Dia mengangkat bahu. Apa pun yang dipertaruhkan, pertandingan AS-Meksiko akan selalu istimewa bagi keluarganya.

“Saya mulai mewakili AS dan tim nasional AS, dan saya mulai merasakan sesuatu untuk lambang itu,” katanya, “dan saya berkata bahwa saya akan mewakili AS dengan sepenuh hati.”


bermain

1:59

Sebastian Salazar dan Herculez Gomez membahas sanksi Meksiko baru-baru ini menyusul nyanyian anti-gay oleh pendukung mereka.

Pertandingan hari Jumat terasa seperti tong bubuk yang khas. AS memiliki tim muda yang sebagian besar belum terbukti dan telah menunjukkan inkonsistensi yang diharapkan dari grup seperti itu: kekecewaan seperti hasil imbang kandang dengan Kanada atau kinerja lamban dalam kekalahan melawan Panama, disandingkan dengan semangat babak kedua di Honduras atau serangan balik dari hole awal untuk merebut ketiga poin melawan Kosta Rika. Ketidakpastian, untuk alasan baik dan buruk, terus berlanjut.

Meksiko juga belum otomatis seperti yang diinginkan. Butuh gol menit terakhir untuk mengalahkan Jamaika (sebagian besar dilihat sebagai tim terlemah dalam grup) dan hasil imbang melawan Panama dan Kanada (mengejutkan, di Azteca) telah memperlihatkan kerentanan mereka sendiri. Pentingnya pertandingan ini, bagi kedua tim, adalah nyata.

Apakah sepertinya mereka berdua membuat Qatar? Tentu. Tapi ada cukup banyak jaringan parut dari 2018 untuk penggemar Amerika, masih cukup keraguan dan masih cukup banyak pertandingan tersisa untuk dimainkan dalam siklus ini sehingga signifikansi pertandingan telah melonjak. Brenden Aaronson, yang menjadi salah satu dari banyak orang Amerika yang bermain di kualifikasi pertamanya melawan Meksiko, mengatakan dia pikir itu akan menjadi “perang.” Tim Weah, yang masuk sebagai pemain pengganti di final Nations League, mengatakan kepada saya bahwa itu adalah “pertama kalinya merasakannya. Dan itu adalah perasaan yang luar biasa dan saya tidak sabar untuk merasakannya lebih banyak lagi.”

Dia tidak sendirian; inilah yang didambakan semua orang. AS dan Meksiko. Stadion yang penuh sesak di Ohio.
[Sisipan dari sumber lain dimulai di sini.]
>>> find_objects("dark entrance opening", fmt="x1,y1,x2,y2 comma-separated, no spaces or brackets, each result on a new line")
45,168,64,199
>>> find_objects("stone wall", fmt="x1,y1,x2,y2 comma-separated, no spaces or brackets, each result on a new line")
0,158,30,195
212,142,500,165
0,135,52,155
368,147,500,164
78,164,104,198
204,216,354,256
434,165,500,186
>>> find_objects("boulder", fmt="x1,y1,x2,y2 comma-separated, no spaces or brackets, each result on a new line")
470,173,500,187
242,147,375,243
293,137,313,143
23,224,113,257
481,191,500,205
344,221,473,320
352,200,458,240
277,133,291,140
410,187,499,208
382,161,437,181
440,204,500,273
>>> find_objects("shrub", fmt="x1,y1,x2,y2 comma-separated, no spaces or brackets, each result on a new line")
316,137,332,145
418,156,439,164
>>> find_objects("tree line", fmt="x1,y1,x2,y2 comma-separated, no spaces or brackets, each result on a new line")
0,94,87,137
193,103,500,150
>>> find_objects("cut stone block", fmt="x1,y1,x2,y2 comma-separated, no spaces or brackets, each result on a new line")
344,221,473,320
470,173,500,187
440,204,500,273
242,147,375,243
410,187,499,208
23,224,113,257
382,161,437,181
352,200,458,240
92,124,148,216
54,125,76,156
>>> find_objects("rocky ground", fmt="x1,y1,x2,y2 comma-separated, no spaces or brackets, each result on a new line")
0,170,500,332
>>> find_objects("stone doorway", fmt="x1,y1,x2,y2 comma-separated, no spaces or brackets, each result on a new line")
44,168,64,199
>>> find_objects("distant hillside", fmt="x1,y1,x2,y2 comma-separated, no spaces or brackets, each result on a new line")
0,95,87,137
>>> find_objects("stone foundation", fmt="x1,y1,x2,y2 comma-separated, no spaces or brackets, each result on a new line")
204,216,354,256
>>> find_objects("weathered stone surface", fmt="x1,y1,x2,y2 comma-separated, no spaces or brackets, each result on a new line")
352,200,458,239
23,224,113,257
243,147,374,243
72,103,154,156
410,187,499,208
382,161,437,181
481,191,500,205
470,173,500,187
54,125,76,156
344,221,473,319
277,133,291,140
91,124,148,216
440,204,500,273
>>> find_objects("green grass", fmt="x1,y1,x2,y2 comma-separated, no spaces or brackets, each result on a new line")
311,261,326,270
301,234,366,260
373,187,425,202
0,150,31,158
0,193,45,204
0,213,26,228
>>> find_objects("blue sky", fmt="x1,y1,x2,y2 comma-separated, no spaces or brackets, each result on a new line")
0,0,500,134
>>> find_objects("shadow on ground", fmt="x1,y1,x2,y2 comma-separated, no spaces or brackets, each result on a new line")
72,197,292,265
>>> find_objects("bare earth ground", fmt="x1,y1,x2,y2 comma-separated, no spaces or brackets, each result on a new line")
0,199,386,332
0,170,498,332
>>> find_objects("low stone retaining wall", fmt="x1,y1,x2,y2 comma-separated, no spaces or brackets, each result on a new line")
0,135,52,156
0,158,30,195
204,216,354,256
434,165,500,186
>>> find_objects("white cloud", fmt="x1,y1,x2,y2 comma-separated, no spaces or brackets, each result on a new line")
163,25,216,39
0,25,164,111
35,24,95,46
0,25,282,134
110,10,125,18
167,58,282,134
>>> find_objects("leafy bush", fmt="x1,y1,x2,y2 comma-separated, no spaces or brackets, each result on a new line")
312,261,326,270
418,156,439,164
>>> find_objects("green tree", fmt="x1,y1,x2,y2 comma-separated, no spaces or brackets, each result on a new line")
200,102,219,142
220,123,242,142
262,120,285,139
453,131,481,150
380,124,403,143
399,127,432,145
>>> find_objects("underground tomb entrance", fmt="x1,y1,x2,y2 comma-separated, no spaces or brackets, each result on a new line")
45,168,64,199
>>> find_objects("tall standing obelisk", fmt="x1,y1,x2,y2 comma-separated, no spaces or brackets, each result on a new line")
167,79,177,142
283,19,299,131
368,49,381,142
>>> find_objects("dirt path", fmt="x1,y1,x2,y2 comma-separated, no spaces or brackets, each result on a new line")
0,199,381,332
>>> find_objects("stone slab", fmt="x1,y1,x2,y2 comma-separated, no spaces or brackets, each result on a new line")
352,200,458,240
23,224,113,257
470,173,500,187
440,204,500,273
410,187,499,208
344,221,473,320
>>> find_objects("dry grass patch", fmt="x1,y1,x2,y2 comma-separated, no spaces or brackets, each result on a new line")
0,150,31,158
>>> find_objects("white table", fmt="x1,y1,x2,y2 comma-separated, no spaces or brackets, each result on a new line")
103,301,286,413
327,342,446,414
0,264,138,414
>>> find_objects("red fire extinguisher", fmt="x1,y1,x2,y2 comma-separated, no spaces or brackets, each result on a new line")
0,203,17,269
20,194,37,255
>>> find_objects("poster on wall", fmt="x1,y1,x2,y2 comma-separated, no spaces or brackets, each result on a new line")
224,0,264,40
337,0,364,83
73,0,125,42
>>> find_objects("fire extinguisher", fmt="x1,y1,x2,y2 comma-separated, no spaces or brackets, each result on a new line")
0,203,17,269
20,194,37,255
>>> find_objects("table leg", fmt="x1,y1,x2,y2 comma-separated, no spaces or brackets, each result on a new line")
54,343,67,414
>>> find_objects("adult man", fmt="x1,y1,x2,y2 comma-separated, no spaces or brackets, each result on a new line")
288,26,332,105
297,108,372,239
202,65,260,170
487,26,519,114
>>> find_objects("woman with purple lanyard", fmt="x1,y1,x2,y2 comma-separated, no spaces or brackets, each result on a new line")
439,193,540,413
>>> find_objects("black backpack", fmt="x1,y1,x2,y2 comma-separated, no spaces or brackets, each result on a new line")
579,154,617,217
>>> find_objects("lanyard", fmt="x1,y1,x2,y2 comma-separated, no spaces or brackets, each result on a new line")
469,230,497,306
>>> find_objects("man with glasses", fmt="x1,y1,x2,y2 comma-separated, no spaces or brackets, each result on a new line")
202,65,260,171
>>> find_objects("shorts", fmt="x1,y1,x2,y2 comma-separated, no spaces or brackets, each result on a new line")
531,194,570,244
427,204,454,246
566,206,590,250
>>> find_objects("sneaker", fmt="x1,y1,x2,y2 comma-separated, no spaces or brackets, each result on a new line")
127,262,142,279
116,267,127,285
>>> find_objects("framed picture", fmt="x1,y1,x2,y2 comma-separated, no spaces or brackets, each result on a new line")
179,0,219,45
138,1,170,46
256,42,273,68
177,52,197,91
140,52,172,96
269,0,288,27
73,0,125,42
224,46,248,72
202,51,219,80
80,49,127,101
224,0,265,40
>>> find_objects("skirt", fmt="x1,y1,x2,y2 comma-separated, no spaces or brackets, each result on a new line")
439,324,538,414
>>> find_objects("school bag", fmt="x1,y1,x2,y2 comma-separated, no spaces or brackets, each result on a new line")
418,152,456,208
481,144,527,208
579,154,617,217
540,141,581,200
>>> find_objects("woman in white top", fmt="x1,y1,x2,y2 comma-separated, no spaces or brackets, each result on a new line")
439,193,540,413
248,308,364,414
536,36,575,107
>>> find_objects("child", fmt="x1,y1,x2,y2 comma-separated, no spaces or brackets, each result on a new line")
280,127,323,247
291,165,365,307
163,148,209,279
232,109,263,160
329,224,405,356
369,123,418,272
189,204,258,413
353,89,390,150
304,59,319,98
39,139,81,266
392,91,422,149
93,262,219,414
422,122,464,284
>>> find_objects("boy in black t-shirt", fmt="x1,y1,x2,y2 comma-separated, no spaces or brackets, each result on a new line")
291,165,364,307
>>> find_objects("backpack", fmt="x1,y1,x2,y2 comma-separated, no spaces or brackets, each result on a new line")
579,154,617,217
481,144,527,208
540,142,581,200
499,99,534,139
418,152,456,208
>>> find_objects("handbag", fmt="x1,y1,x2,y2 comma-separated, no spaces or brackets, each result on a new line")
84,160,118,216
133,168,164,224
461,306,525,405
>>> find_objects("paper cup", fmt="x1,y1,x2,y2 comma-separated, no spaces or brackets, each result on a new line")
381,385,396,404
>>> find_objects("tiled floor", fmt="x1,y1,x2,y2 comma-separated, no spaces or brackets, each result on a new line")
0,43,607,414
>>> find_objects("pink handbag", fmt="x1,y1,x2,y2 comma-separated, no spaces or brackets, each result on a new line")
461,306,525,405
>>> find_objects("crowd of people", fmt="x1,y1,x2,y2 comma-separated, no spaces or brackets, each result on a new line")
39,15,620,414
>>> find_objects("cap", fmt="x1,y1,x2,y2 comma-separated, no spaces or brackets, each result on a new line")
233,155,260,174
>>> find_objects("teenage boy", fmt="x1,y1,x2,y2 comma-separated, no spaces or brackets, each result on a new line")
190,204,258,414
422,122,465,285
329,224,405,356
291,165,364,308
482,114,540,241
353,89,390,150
Tempat Piala Dunia sebentar lagi untuk para pemain yang bisa menegaskan diri mereka sendiri.

Ini adalah jenis malam terbaik di sepak bola Amerika, jenis malam yang dilihat para pemain, pelatih, dan penggemar kapan pun mereka menutup mata.

Rangkullah. Memujanya. Bersenang-senang di dalamnya. Mungkin tidak akan seperti ini lagi.